Mechanisms of ischaemic neuronal cell death. Ischaemic neuronal death is mediated by a plethora of intracellular mechanisms, such as increased intracellular calcium levels, reactive oxygen species (ROS), DNA damage and mitochondrial dysfunction. Post-ischaemic cytotoxic calcium influx is mediated through the stimulation of N-methyl-D-aspartate (NMDA), D,L-α-amino-3-hydroxy-5-methyl-isoxazolpropionic acid (AMPA) glutamate receptors or acid-sensing ion channels (ASICs). Increased intracellular calcium, ROS accumulation and activation of Fas death receptors result in activation of caspase-8 or calpains and mediate cleavage of Bid to truncated Bid (tBid), which integrates the different death pathways at the mitochondrial checkpoint of apoptosis.
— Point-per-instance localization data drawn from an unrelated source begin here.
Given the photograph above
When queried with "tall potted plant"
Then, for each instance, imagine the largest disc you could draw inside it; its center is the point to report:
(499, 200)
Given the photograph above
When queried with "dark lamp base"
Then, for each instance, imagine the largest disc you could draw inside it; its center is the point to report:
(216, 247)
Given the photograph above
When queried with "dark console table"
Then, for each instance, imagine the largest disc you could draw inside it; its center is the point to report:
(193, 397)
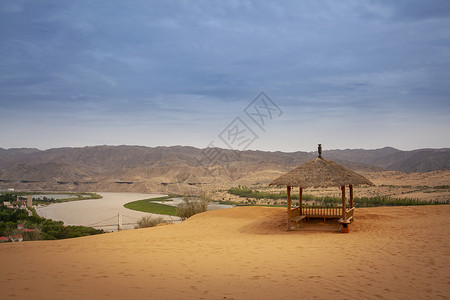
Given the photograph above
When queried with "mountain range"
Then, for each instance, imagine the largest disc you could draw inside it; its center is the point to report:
(130, 165)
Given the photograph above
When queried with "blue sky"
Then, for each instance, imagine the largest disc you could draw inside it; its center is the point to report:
(347, 74)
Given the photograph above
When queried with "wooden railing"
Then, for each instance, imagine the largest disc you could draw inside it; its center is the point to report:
(322, 211)
(295, 212)
(349, 213)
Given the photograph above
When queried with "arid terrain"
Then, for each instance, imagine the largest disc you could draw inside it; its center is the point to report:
(188, 170)
(242, 253)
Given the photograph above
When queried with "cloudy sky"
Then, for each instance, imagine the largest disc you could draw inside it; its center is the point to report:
(347, 74)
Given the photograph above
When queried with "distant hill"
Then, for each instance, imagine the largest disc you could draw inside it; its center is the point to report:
(102, 165)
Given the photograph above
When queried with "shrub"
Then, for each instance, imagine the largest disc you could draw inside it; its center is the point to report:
(192, 206)
(149, 221)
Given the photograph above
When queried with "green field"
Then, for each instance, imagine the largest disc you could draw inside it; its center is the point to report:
(148, 205)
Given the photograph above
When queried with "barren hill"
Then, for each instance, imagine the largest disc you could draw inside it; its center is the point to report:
(129, 167)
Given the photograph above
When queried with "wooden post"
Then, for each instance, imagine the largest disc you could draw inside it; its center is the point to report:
(351, 196)
(119, 223)
(289, 206)
(343, 202)
(300, 200)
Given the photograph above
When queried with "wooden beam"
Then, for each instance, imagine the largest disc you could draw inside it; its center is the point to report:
(289, 206)
(351, 196)
(344, 208)
(300, 200)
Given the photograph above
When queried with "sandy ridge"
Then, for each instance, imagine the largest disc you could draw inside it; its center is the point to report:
(243, 253)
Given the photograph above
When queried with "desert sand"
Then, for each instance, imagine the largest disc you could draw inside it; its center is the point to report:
(242, 253)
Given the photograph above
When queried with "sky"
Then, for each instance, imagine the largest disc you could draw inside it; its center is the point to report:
(260, 75)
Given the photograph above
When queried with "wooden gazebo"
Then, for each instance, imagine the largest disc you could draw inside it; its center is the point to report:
(321, 173)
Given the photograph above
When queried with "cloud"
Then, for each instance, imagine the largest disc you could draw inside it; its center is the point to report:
(197, 63)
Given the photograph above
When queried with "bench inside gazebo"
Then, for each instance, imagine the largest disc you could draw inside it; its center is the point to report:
(320, 173)
(343, 213)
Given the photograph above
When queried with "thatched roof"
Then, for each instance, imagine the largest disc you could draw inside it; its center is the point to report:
(321, 172)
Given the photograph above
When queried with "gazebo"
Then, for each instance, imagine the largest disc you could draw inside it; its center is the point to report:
(321, 173)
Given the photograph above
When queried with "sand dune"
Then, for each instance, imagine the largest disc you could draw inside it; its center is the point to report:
(242, 253)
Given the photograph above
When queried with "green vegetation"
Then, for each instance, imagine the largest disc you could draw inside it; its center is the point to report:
(38, 228)
(192, 206)
(148, 221)
(147, 205)
(330, 201)
(12, 196)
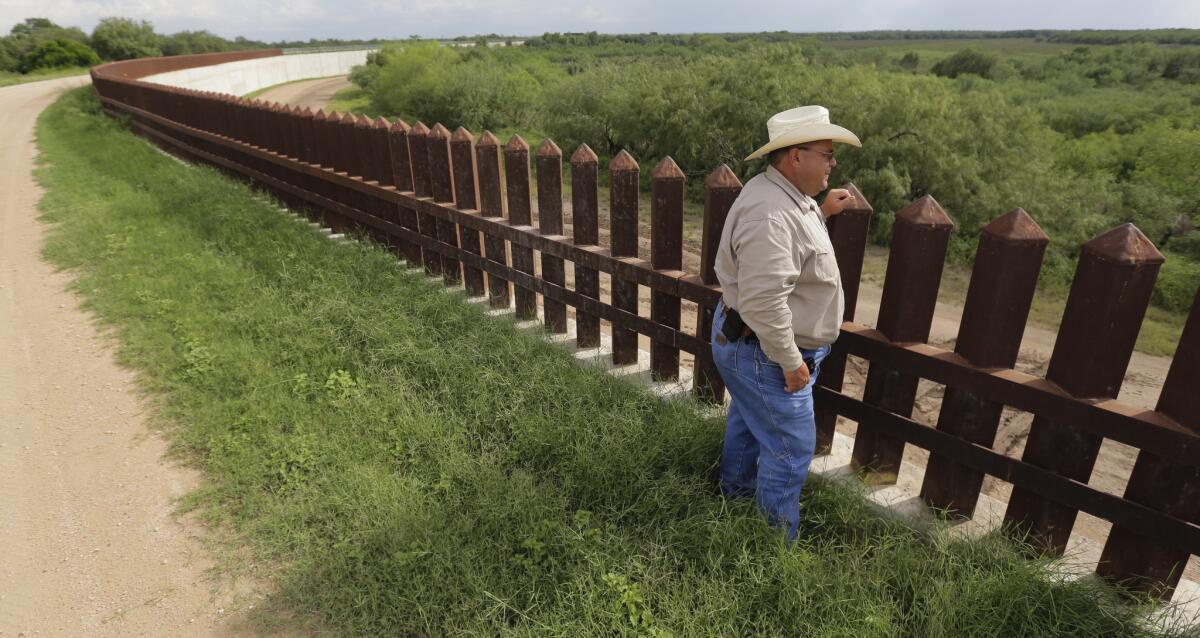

At the mitochondrial membrane tBid interacts with Bax, which is usually neutralized by anti-apoptotic B-cell leukaemia/lymphoma 2 (Bcl-2) family proteins Bcl-2 or Bcl-xL. Dimers of tBid and Bax form pores in the outer mitochondrial membrane, thereby releasing cytochrome c (Cytc) or apoptosis-inducing factor (AIF), which execute caspase-dependent or caspase-independent cell death, respectively. After release into the cytosol, cytochrome c complexes with apoptotic protein-activating factor-1 (Apaf-1) and procaspase-9 to form the apoptosome, which further activates executor caspases, such as caspase-3. By contrast, AIF translocates rapidly to the nucleus where it mediates large-scale DNA fragmentation and cell death in a caspase-independent manner. In addition, nuclear pathways of neuronal cell death are activated in response to DNA damage, for example, through phosphorylation (P) and activation of p53 or mitochondrial translocation of nucleophosmin.